By Sondra Rodriguez, Page Editor
ACU forces us to serve. It gets us into the community a few times, gives us a comfortable glimpse of poverty and provides us enough time to snap a few pictures of ourselves laughing and hugging the impoverished. Unfortunately and inevitably, the beginning of the distortion of a heart of service begins with a grade.
Conditional service evolves. We have the desire to serve, but we have a greater desire to let people know we are serving. Maybe our service is not necessary for a class anymore, but everyone is watching now. We want everyone to know we played tag with a group of impoverished children on the other side of town, and we want everyone to know we take precious time out of our day to bless an old soul across town with some goodies. But we don’t want people to know we want them to know.
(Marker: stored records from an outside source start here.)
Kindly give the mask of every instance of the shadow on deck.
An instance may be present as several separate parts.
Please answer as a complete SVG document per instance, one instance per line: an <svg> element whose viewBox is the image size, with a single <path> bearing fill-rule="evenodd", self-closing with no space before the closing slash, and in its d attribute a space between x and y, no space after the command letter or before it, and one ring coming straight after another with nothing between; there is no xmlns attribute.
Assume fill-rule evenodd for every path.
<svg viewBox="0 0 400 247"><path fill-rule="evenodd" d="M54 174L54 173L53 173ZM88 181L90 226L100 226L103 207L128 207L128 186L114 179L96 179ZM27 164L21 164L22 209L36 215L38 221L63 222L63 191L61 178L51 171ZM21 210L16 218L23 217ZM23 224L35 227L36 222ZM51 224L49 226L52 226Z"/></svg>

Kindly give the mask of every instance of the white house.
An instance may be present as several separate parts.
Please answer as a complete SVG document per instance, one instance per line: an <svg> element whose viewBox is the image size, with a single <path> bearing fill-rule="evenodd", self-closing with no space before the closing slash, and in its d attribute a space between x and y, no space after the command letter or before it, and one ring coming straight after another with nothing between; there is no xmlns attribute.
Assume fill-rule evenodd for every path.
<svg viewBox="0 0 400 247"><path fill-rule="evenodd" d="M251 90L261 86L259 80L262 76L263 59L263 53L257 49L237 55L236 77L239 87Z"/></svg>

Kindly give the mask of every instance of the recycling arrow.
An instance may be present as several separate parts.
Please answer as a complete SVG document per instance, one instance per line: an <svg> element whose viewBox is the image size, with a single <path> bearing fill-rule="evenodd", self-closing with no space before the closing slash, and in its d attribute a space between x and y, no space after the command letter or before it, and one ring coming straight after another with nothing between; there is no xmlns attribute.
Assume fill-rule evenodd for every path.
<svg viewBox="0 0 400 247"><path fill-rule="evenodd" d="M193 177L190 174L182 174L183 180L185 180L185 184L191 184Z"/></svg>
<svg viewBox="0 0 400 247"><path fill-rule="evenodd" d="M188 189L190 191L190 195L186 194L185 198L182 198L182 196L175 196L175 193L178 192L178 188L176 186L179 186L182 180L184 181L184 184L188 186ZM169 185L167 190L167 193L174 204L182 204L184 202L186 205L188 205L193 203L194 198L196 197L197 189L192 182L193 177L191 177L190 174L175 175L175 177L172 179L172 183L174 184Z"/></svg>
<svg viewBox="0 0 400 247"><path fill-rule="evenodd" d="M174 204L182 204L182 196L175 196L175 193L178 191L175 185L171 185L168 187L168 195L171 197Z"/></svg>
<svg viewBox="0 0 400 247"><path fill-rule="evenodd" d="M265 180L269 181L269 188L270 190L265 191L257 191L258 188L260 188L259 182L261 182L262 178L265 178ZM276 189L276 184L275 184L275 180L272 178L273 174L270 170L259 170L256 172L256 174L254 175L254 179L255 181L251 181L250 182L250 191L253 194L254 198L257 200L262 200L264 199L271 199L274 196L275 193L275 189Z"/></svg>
So we make it into something social. We organize a concert and make T-shirts to raise money for a cause, but end up spending more organizing the event than was raised at the event. We start to believe we can’t help anyone unless we have enough money to give because, after all, a check in the mail is the most personal form of service.
Consider non-profit organizations devoted to building structures that will enhance the lives of peoples across the globe. Consider the “save a child with one click” groups on Facebook. The intent for both, and all organizations of this nature, is service. But, how complicated are we making service by inserting hundreds of middlemen when we could just walk outside and humble ourselves directly to the needs of others? Of course, we’d get less publicity if we all did this.
From here, there is a danger service may turn into a stepping stone to good, Christian publicity and reputations – something that is about us. It’s something we want people to see, something we want to do loudly.
But Christ does not tell us to be loud or boastful. On the contrary, he tells us to “not let your right hand know what your left hand is doing” (Matthew 6:3).
Try not talking about your service. Try quietly going to a soup kitchen, a homeless shelter or any other place in need and just serve. Spend a day existing to help others. Use yourself instead of money or materials. Don’t take pictures of yourself with the poor souls whose lives you’ve saved and plaster them all over Facebook. Avoid turning service into an event and decline the T-shirt. Don’t document it on an application for graduate school and don’t try to impress the world with how much you’ve helped the unfortunate ones.
That’s called pride, not service. Learn the difference.